N26/ "GetInnocuous!" 

Ma pratique artistique personnelle se base sur l’utilisation de l’erreur numérique et du bug informatique pour altérer mes images. A l’aide de multiples procédés, tel que le tri de pixels ou encore la sonification à travers l’ouverture des images dans Audacity, j’exploite volontairement les défauts de la machine afin d’en faire ressortir des artefacts ou déformations uniques du fichier, manipulant alors le pixel tel un peintre manipulant ses pigments.
C’est dans ce contexte que j’ai voulu parler des NFTs. En effet, ce nouveau moyen de vente d'œuvres digitalisé à travers la blockchain est continuellement entretenu en électricité par les datacenters afin de pouvoir préserver leur certificat d’authenticité ainsi que l’historique de leurs transactions. Pour moi, le maintien de ce système est une véritable absurdité écologique, car l’électricité devient lentement une denrée rare qu’il faut que l’humanité préserve, en particulier quand cette énergie à l’échelle mondiale est générée à
61,5% à partir d’énergies fossiles.
En France, l’hiver dernier, la politique nous a prévenu de potentielles coupures; l’Afrique du Sud a fait face à l’été 2023 à de nombreuses coupures allant jusqu’à douze heures par jour; pendant ce temps, les datacenters utilisent l’électricité pour entretenir de nouvelles technologies dont la majorité des individus sur Terre n’ont même pas accès.
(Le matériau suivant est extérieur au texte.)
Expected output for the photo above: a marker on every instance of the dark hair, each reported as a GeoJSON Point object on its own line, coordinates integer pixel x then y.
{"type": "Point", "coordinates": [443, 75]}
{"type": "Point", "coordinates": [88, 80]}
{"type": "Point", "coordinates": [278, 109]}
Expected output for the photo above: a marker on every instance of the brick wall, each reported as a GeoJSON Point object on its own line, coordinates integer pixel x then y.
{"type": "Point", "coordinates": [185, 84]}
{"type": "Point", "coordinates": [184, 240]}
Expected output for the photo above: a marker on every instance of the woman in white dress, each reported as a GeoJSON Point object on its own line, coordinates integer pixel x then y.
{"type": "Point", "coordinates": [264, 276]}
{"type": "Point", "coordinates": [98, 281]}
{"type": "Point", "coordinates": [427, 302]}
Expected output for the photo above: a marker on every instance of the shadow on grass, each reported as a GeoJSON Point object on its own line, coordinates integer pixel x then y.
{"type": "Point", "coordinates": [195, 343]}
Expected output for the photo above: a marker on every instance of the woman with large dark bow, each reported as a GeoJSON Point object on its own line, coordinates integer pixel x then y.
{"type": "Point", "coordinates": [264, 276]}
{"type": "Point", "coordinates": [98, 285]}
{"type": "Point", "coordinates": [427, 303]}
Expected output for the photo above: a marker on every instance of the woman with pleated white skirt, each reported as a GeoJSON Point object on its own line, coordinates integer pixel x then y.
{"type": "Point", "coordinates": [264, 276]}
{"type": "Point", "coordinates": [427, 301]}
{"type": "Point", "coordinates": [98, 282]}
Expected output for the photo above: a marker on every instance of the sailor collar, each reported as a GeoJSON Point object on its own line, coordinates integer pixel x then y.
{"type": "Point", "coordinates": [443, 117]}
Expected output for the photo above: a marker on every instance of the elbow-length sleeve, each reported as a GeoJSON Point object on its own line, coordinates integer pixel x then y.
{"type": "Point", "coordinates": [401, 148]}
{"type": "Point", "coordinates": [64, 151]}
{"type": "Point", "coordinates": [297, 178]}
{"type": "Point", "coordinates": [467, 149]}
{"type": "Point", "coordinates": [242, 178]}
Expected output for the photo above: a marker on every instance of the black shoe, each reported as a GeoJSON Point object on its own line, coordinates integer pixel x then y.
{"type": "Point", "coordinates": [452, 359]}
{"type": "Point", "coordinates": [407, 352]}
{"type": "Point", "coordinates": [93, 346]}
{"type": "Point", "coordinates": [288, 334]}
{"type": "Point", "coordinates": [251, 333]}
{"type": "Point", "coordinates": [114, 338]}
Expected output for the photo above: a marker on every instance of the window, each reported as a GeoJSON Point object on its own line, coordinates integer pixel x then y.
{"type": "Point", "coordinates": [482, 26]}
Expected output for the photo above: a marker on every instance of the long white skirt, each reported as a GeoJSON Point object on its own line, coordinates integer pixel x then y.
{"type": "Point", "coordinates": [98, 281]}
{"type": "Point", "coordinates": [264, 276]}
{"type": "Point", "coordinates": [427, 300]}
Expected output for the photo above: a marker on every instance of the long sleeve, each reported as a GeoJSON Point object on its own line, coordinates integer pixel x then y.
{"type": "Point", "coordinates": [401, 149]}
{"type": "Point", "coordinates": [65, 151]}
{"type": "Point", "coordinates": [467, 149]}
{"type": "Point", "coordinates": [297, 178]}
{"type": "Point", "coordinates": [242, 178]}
Les NFTs sont pour moi le porte-étendard de ces nouvelles technologies absurdes puisqu’actuellement utilisées uniquement dans le cadre d’une bulle spéculative, avec de nombreux projets qui n’ont que peu de valeur artistique. De plus, leur achat ne permet pas la possession de ces images de 600 par 600 pixels, mais pour un accès exclusif à un lien rattaché à cette image.
C’est pourquoi mon oeuvre, GetInnocuous!, traite de cette technologie. J’ai regroupé cent NFTs de la collection Bored Ape Yacht Club, sujet majeur des NFTs et de la blockchain, des images de singes générées aléatoirement, que j’ai agglomérées en une seule et même image via Audacity. Je les ai superposés sur ce logiciel d’édition audio afin qu’ils ne forment qu’une seule et même fréquence, pour ensuite la traduire en image pixellisée à l’enregistrement. Ainsi, chaque image fait elle-même interférence sur les autres, surchargeant ainsi le visuel d’informations annexes et inutiles, dans le but de mettre en exergue la pluralité de ce type d’image et remettre en question leur nécessité. Le titre est emprunté d’une chanson de LCD Soundsystem, groupe musical ayant performé à un événement spécialement organisé pour tous les possesseurs de Bored Apes.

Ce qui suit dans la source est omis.